Abstract: I use the high-frequency nighttime light data to study the economic costs of 27 citywide lockdown events across China during the COVID-19 pandemic. I find the lockdown decreased annualized GDP growth by 3.6 percent during the enforcement period. The impact continued for a year post-lockdown, with a cumulative effect of -4.4 percent on GDP growth. The post-lockdown impact only existed in the non-built-up area, hindering urban expansion and the construction sector. My empirical findings are consistent with the predictions of a two-sector model, suggesting potential long-term economic costs of the lockdown and the need for effective sector-specific post-lockdown stimulative policies.

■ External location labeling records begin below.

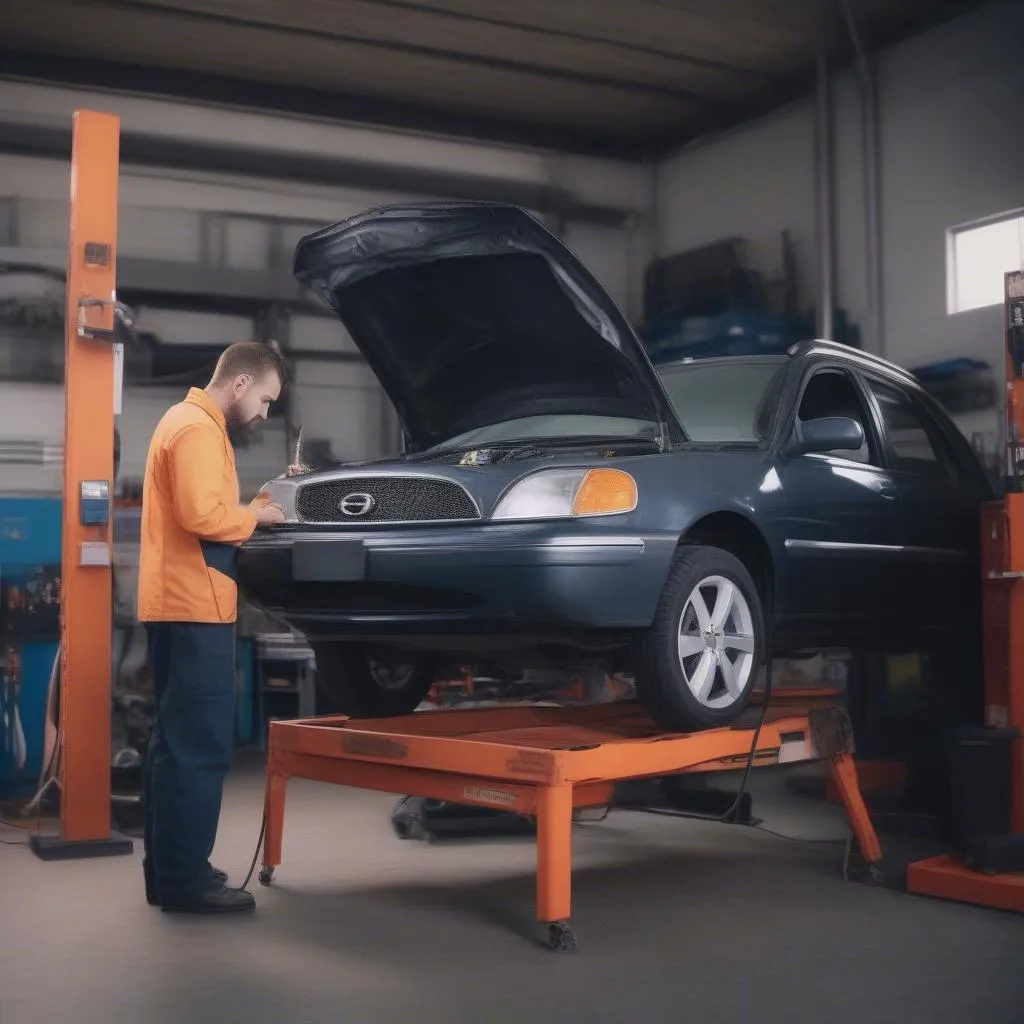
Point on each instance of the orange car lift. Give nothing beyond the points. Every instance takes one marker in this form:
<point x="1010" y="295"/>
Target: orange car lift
<point x="1003" y="605"/>
<point x="546" y="762"/>
<point x="88" y="483"/>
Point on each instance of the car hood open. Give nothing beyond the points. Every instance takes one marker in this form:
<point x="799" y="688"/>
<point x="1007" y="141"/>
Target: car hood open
<point x="474" y="313"/>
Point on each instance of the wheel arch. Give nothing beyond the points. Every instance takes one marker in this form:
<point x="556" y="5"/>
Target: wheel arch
<point x="734" y="532"/>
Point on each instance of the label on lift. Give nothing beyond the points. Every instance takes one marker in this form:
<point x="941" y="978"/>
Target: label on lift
<point x="94" y="554"/>
<point x="488" y="796"/>
<point x="997" y="717"/>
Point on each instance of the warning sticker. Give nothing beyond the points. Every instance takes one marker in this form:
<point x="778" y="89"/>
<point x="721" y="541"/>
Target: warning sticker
<point x="488" y="796"/>
<point x="531" y="763"/>
<point x="374" y="747"/>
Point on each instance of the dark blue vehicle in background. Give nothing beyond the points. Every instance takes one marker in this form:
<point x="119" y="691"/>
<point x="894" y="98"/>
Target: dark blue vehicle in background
<point x="560" y="498"/>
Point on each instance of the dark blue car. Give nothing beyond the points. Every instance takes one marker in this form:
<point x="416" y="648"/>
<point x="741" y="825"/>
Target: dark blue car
<point x="561" y="500"/>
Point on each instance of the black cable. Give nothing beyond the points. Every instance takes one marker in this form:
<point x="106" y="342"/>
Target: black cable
<point x="259" y="846"/>
<point x="798" y="839"/>
<point x="729" y="815"/>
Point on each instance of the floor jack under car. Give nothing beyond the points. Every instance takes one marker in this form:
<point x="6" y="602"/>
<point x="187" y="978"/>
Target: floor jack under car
<point x="546" y="765"/>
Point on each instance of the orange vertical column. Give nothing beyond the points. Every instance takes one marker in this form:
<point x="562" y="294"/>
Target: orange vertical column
<point x="86" y="552"/>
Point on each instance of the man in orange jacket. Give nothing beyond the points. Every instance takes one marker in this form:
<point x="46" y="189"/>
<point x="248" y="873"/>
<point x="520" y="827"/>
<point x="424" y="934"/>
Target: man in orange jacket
<point x="193" y="523"/>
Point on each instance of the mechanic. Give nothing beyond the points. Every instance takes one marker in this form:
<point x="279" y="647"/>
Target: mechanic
<point x="193" y="523"/>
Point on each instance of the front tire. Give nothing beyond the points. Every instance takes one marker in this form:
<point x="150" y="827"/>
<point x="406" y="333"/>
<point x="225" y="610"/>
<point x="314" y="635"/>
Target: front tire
<point x="698" y="662"/>
<point x="364" y="682"/>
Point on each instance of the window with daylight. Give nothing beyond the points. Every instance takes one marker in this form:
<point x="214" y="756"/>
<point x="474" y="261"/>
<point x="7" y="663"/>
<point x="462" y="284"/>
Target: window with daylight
<point x="979" y="256"/>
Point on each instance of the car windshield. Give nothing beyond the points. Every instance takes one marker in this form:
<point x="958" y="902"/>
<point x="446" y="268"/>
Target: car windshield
<point x="726" y="400"/>
<point x="555" y="427"/>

Abstract: I study the decrease in China's urban-rural earning inequality from 2010 to 2020 across the earning distribution. The convergence of rural earnings to urban earnings is universal across the distribution, particularly at the lower end, and the median earning gap declines by a third. Most of these changes (60 percent at the median) are due to the declining skill-based wage premium, primarily influenced by non-educational factors, such as a demography-induced labor shortage in blue-collar jobs. The findings suggest the potential to further narrow the urban-rural income gap, in line with the rural poverty alleviation campaign, through policy attention to the educational attainment of rural residents.